Synopsis of the Novel, Warm Arctic Nights
In Yuriy Tarnawsky's Warm Arctic Nights, a young boy's idyllic pre-WWII Polish childhood and nightmarish WWII Ukrainian adolescence are brought to vibrant hybrid life. At once reminiscent of Zweig's The World of Yesterday and Kosinsky's The Painted Bird, the novel is a swift and deeply engrossing fictive memoir of a bygone era and a masterful act of remembrance, memorial, and love.
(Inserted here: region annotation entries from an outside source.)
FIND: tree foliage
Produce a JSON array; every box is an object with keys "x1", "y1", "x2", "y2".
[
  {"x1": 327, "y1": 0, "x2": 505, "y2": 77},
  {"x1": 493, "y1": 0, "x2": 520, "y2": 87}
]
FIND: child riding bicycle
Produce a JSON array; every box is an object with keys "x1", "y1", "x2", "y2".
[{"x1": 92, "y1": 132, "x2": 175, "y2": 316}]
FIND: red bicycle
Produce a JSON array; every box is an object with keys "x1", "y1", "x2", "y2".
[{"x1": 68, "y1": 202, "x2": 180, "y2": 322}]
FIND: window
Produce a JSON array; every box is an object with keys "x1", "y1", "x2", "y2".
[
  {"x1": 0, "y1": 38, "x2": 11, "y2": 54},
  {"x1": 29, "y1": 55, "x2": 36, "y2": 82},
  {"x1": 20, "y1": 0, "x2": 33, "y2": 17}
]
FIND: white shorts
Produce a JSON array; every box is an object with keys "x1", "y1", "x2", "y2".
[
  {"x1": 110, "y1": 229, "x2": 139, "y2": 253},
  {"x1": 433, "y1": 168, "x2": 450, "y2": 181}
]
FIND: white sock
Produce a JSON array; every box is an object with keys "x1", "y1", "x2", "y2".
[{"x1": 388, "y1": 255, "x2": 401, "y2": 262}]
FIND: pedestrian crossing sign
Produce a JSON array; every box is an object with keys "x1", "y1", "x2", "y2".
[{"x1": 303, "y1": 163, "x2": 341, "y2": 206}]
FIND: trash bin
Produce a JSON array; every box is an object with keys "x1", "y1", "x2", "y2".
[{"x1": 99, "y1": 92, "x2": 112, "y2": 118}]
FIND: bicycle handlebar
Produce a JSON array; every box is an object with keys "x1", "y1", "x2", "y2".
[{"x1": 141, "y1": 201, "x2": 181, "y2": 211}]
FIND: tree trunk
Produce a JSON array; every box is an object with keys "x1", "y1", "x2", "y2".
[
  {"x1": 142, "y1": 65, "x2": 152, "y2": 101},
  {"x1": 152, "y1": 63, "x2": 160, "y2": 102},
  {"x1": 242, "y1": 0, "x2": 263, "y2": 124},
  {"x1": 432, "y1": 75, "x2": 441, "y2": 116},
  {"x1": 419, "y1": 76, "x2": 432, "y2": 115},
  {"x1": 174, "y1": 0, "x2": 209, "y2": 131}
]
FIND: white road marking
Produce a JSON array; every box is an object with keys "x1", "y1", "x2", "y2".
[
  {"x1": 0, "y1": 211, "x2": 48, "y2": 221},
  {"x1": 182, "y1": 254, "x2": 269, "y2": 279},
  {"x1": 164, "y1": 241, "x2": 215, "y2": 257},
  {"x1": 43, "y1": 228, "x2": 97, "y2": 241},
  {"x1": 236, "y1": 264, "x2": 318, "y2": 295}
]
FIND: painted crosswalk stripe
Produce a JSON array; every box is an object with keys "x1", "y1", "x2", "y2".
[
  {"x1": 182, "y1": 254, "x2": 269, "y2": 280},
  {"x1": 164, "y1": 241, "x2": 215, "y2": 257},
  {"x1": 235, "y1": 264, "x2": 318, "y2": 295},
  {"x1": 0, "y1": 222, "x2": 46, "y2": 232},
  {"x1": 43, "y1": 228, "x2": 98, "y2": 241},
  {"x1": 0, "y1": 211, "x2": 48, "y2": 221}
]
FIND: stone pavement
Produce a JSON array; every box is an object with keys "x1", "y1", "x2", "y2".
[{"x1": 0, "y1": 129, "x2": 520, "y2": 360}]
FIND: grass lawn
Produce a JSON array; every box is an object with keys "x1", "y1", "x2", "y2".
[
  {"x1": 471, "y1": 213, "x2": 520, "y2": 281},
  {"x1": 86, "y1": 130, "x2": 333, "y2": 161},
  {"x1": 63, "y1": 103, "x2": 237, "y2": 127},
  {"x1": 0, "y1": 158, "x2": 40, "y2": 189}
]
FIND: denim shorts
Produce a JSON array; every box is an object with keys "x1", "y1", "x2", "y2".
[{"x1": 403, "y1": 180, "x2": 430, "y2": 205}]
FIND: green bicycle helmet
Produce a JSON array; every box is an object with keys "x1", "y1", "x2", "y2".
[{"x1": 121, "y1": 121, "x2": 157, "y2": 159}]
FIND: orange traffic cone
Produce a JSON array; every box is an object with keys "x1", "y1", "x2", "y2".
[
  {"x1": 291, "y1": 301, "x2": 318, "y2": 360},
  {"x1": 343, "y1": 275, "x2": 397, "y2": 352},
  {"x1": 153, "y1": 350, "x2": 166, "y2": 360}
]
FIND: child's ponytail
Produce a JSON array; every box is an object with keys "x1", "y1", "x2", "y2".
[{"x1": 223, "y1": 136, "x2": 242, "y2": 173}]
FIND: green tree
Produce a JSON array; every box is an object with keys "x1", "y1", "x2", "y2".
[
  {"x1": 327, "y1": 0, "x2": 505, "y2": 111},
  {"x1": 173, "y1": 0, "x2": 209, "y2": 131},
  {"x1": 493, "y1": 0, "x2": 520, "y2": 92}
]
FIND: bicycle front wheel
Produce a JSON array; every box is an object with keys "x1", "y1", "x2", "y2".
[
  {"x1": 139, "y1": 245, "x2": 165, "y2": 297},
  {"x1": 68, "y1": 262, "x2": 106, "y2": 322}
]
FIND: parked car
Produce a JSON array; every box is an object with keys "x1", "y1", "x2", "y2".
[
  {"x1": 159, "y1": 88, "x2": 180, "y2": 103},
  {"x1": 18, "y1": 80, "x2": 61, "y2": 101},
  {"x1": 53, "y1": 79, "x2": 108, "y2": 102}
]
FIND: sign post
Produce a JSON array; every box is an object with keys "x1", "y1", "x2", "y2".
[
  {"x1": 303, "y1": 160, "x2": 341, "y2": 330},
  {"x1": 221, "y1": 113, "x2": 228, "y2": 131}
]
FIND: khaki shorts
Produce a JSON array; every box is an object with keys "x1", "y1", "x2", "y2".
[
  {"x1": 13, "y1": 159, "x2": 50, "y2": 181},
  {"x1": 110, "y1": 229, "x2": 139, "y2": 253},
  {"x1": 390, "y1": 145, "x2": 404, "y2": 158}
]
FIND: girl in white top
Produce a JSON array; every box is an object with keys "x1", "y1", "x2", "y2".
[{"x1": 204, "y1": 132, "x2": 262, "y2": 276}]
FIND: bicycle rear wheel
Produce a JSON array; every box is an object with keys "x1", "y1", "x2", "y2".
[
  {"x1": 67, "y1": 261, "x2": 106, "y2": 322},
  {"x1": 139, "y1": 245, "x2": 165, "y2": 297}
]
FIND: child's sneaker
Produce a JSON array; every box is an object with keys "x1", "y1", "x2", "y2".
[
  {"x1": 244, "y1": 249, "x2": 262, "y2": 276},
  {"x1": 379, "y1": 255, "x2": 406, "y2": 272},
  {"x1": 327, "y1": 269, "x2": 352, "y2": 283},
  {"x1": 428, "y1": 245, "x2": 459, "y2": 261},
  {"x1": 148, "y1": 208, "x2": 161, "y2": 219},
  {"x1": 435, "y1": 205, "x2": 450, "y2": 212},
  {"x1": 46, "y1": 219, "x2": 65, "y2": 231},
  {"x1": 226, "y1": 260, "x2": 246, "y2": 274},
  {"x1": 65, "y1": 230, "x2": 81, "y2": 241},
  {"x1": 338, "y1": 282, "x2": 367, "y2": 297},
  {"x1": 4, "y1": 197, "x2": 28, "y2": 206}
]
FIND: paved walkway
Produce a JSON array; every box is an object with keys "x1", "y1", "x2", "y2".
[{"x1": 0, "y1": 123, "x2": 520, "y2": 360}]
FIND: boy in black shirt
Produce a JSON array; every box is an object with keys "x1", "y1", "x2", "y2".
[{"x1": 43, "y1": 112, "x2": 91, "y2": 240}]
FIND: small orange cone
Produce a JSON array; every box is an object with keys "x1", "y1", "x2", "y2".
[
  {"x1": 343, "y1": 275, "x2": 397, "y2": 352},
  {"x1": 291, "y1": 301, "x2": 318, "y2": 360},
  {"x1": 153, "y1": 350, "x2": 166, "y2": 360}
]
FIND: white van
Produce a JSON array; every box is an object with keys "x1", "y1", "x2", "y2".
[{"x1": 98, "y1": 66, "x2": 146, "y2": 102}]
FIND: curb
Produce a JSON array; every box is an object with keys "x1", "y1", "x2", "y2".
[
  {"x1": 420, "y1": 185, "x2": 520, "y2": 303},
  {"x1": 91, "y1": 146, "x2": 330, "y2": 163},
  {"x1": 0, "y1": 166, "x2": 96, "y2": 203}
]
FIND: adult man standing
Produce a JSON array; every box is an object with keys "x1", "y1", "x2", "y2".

About the Author, Yuriy Tarnawsky
Yuriy Tarnawsky is the author of some three dozen books of fiction, poetry, drama, essays, and translations in Ukrainian and English. Notable titles include the novels Meningitis, and Three Blondes and Death, the collections of short fictions Short Tails and Crocodile Smiles, The Placebo Effect Trilogy collection of interrelated mininovels Like Blood in Water, The Future of Giraffes, and View of Delft, the novels Warm Arctic Nights and The Iguanas of Heat, the play Not Medea, a volume of Heuristic poetry Modus Tollens, and the book of essays Claim to Oblivion. A native of Ukraine, he was raised and educated in the West and has worked as a computer scientist at IBM Corporation and as a professor of Ukrainian literature and culture at Columbia University. In 2008, he was awarded the Prince Yaroslav the Wise Order of Merit by Ukrainian government. He resides with his wife Karina in the New York City metropolitan area.